Apple admitted the company had made a mistake by withdrawing its products from the EPEAT rating system, a rare admission from the secretive company. Senior Vice President of Hardware Engineering Bob Mansfield penned an open letter saying the move was a mistake, and that his company was reversing course and re-adding all eligible products to EPEAT.
Apple VP Bob Mansfield
Apple pulled its Mac product line from EPEAT last weekend. EPEAT measures recyclability in computers, and all of Apple’s Mac line had top EPEAT ratings, with the exception of the company’s new MacBook Pro with Retina Display.
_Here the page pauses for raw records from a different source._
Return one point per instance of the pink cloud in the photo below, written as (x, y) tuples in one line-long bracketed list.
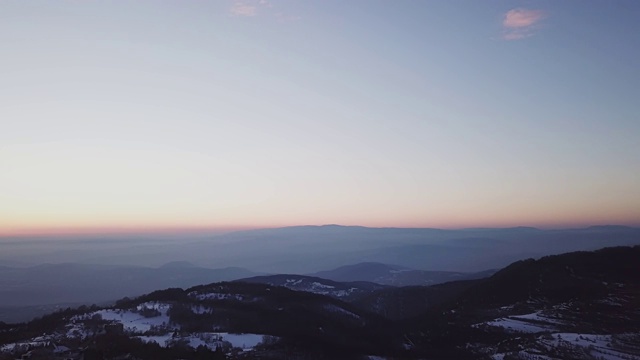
[(520, 23)]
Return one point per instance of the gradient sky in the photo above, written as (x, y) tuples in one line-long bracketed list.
[(191, 114)]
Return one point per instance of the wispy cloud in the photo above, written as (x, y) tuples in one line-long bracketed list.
[(520, 23), (248, 7)]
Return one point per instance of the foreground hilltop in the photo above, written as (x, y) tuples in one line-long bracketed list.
[(583, 305)]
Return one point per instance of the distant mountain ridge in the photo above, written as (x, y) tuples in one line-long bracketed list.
[(346, 291), (395, 275)]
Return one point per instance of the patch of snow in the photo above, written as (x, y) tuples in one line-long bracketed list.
[(337, 309)]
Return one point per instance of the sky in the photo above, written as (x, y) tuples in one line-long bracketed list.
[(147, 115)]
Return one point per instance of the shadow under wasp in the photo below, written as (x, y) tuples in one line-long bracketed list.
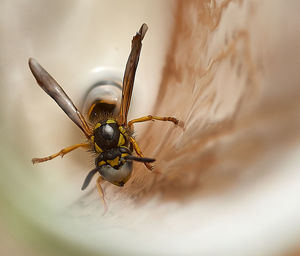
[(111, 136)]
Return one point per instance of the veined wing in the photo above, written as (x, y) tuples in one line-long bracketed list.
[(53, 89)]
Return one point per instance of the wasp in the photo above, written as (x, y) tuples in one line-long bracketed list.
[(108, 135)]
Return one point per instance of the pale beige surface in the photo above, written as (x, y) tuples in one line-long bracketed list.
[(230, 181)]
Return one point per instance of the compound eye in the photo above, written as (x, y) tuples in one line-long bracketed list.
[(108, 132)]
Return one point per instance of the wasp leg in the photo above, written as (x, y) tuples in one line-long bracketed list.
[(139, 152), (100, 191), (149, 118), (60, 153)]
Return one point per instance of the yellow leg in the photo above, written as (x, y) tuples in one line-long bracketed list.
[(100, 191), (60, 153), (139, 152), (149, 117)]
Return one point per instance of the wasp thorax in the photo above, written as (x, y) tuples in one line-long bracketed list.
[(106, 136)]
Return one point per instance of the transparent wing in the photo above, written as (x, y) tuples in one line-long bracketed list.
[(53, 89), (129, 74)]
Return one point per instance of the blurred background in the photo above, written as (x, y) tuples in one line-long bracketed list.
[(229, 181)]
Speculation is that because the battery in that model is glued in, it wouldn’t get top marks with the group.
At the time of Apple’s pullout, EPEAT officials said that Apple had told them that the company’s, “design direction was no longer consistent with the EPEAT requirements.” A statement later in the week said that company suggested that the company was more interested in focusing on ENERGY STAR standards.
These were themes repeated in Mr. Mansfield’s open letter. The Apple veteran, who announced his retirement in June, made a passionate defense of Apple’s commitment to the environment, particularly when it comes to its products. He said that Apple led the industry in removing harmful toxins from its devices and claimed to be the only company offering a comprehensive greenhouse gas emissions report for, “every product we make.”
He also noted that Apple’s Macs are the “most energy-efficient computers in the world,” and said that Apple’s entire product line exceeded the U.S. government’s ENERGY STAR 5.2 rating, a measure of energy efficiency. “No one else in our industry can make that claim,” Mr. Mansfield wrote.
In the meanwhile, those Macs that qualified for EPEAT certification are back on the list. EPEAT doesn’t currently certify smartphone or tablets, meaning that iPhones and iPads aren’t a part of this discussion.
Bob Mansfield’s open letter in full:
We’ve recently heard from many loyal Apple customers who were disappointed to learn that we had removed our products from the EPEAT rating system. I recognize that this was a mistake. Starting today, all eligible Apple products are back on EPEAT.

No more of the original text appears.